Film maker Michael Moore compares US President Donald Trump to Adolf Hitler in his provocative new documentary, Fahrenheit 11/9 that has had its world premiere at the Toronto International Film Festival to a sold-out audience.
The documentary examines the forces Moore believes contributed to Trump's election victory in November 2016, drawing parallels with the rise of Hitler in 1930s Germany.
At one point, the film superimposes Trump's words over videos of Hitler's rallies, as a historian talks about the rise of strong men to positions of power.
"We explore the question of how the hell we got in this mess and how do we get out of it," the liberal activist told reporters ahead of the film's screening on Thursday.

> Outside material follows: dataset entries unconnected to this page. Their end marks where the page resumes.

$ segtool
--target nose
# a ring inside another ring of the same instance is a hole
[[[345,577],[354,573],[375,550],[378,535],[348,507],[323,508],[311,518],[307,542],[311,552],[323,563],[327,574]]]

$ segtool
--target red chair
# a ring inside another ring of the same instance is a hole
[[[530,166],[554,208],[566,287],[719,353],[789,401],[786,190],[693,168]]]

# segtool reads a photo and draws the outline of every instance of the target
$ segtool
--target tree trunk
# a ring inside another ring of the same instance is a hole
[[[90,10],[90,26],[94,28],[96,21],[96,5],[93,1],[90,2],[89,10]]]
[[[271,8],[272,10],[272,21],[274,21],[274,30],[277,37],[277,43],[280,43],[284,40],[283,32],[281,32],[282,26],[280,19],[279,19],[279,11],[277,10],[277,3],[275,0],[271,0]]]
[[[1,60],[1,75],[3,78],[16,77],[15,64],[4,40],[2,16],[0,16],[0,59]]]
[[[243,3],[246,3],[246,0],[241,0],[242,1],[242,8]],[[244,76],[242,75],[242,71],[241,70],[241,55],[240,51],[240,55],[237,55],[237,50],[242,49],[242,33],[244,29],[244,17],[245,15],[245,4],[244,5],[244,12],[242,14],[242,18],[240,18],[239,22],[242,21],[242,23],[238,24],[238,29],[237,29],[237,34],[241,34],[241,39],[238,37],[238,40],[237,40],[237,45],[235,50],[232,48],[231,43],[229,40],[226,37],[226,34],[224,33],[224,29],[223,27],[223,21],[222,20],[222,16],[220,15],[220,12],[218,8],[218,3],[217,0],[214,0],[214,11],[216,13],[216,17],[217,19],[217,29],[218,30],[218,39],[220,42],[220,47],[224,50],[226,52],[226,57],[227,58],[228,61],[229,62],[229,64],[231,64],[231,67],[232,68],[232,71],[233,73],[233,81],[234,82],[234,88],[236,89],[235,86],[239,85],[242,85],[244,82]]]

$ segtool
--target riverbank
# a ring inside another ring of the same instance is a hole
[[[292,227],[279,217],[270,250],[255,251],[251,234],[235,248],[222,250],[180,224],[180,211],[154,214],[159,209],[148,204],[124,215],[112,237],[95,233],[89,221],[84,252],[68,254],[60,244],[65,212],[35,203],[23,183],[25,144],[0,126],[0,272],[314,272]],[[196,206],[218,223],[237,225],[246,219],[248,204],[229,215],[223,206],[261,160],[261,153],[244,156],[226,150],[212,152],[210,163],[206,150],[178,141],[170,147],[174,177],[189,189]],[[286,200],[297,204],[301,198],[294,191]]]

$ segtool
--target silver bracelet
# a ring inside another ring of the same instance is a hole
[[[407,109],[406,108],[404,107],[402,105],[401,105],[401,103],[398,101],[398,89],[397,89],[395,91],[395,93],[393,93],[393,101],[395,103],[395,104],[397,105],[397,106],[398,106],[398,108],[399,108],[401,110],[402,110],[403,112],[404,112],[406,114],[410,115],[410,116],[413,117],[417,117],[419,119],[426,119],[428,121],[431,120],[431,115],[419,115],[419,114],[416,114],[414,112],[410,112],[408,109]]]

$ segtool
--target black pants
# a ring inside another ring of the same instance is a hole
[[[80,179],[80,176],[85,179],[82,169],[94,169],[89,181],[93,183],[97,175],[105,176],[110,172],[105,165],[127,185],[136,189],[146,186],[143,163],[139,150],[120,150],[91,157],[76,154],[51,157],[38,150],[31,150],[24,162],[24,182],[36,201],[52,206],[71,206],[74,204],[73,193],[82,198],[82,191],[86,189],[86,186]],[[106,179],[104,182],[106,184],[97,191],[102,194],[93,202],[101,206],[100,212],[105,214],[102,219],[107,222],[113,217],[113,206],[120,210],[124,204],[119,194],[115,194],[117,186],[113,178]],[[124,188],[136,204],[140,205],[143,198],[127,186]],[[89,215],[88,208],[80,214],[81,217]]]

"He's (Trump) been around for a long time and we've behaved in a certain way for a long time and when you look back now you can see how the road was paved for him," Moore said.
The new film was a call to action for Americans, said Moore, who won an Oscar in 2003 for his gun violence documentary Bowling for Columbine.
"We are in a war to get our country back," he said.
"Anyone who doesn't understand that is going to be sorely disappointed in the results of what's about to happen in the next few years with Donald Trump."
Fahrenheit 11/9 takes its title from the early hours of November 9, 2016, when Republican candidate Trump was officially declared the victor over Democratic Party candidate Hillary Clinton.
In the film, Moore assigns blame for Trump's victory to widespread assumptions that Clinton would win, vested interests, and US media that prioritised the big audiences Trump drew to television programming.
The documentary premiered the same week the New York Times printed an anonymous opinion column whose writer described "a quiet resistance" to Trump within his own administration, and advance excerpts of a new book by journalist Bob Woodward portrayed Trump as prone to impulsive decision-making.
It follows Moore's one-man show on Broadway last year in which he used his satirical blend of humour to target Trump and encourage liberals to turn resentment at the Republican political agenda into resistance.
The film also touched on topics ranging from mass shootings in American schools to the contamination of water in Moore's Flint, Michigan hometown.
At the end of the Toronto premiere, Moore emerged on stage, accompanied by some of the Florida school students who led nationwide protests demanding stricter gun laws.